Junior achievers

Fellow, felony: Bites would rather be telling this story the other way around—first the politics and then the grand theft, forgery and embezzlement. But, perhaps fortunately for Julio Velazquez, his chronology starts with the corruption before it ever gets to the … well, the other, more tolerated kind of corruption.

Velazquez is the just-graduated California State University, Sacramento, alum who was charged last month with 16 felony crimes, 14 of which were forgery. The Sacramento County district attorney’s office accused him of stealing $18,125 over a period of two years from the Associated Students over at CSUS. For a time, Velazquez, now 25 ripe years old, was in charge of a $160,000-per-year budget to fund student leadership activities and award dollars to campus clubs. Instead, according to the court file, he assumed aliases and made checks out to himself. $1,500 here. $750 there.

The politics? Well, Velazquez was, until just recently, a Senate fellow, working in the hallowed halls under the Capitol dome for none other than Sacramento Senator and Secretary of State-hopeful Deborah Ortiz. CSUS’s previously prestigious fellows program launches the careers of many politicians and Capitol staffers.

Velazquez was also previously president of the inaugural chapter of the Epsilon Sigma Rho Fraternity—in which he was known as “Sho-Time.” Doesn’t quite have the same ring as “the Hammer,” but it’s a start.

The whipper-snapper ticket: Speaking of budding pols, reader Don Winters reacted to our column last week about would-be Davis City Council member Rob Roy (see “Man on fire,” SN&R Bites, February 16), by penning a reminder that Roy is not the only young person seeking elected office in Davis.

“Lest your readers are misled into thinking all young city council candidates in Davis ‘drink urine-laced beer or light their pubes on fire,’ one young man in Davis, 27-year old Lamar Heystek is making a serious 2nd bid to fill a city council seat.”

Not at all, Don. Bites only meant that the most interesting candidates do those things.

In fact, Bites couldn’t find anything too seedy about Heystek, though the campaign is still young. He’s worked as a clerk at Safeway, was a vocal opponent to Measure X (which would have approved Covell Village) and already sits on a bunch of local boards and commissions. “Lamar has all the hallmarks of a dedicated public servant and inspirational leader for the next generation of citizens and voters,” wrote Winters.

To be honest, Bites is reluctant to endorse the candidacy of any goody-two-shoes. But if messieurs Roy and Heystek can get 20-somethings to the polls, it’s all good.

Preposterous proposition: Then there’s Earl Withycombe, who, while one of the hepper cats that Bites knows, is no babe in the woods. In fact, he’s a scientist and an accomplished bullshit detector—serving on the board of Breathe California and as the treasurer of the Environmental Council of Sacramento (ECOS).

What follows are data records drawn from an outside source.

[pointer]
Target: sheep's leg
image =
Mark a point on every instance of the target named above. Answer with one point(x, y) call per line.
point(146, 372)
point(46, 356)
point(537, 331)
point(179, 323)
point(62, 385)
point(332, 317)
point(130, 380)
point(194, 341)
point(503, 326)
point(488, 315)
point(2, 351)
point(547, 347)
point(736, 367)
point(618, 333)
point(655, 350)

Like most of us, Withycombe gets a lot of e-mails from certain Nigerian businessmen with financial offers that sound too good to be true.

But he was surprised last week to get an actual call at work from a real live person, claiming to be a Nigerian businessman, with a lucrative proposition.

“I didn’t understand what he was saying at first,” Withycombe said, explaining that the man had a thick accent. “He asked if I was the treasurer of ECOS.” Then he asked for $50,000. “He said I could expect a significant return. I told him I didn’t have $50,000.”

Withycombe laughed and hung up the phone, wondering how the caller came up with his name and number. “I guess he thought I was in charge of a treasury.”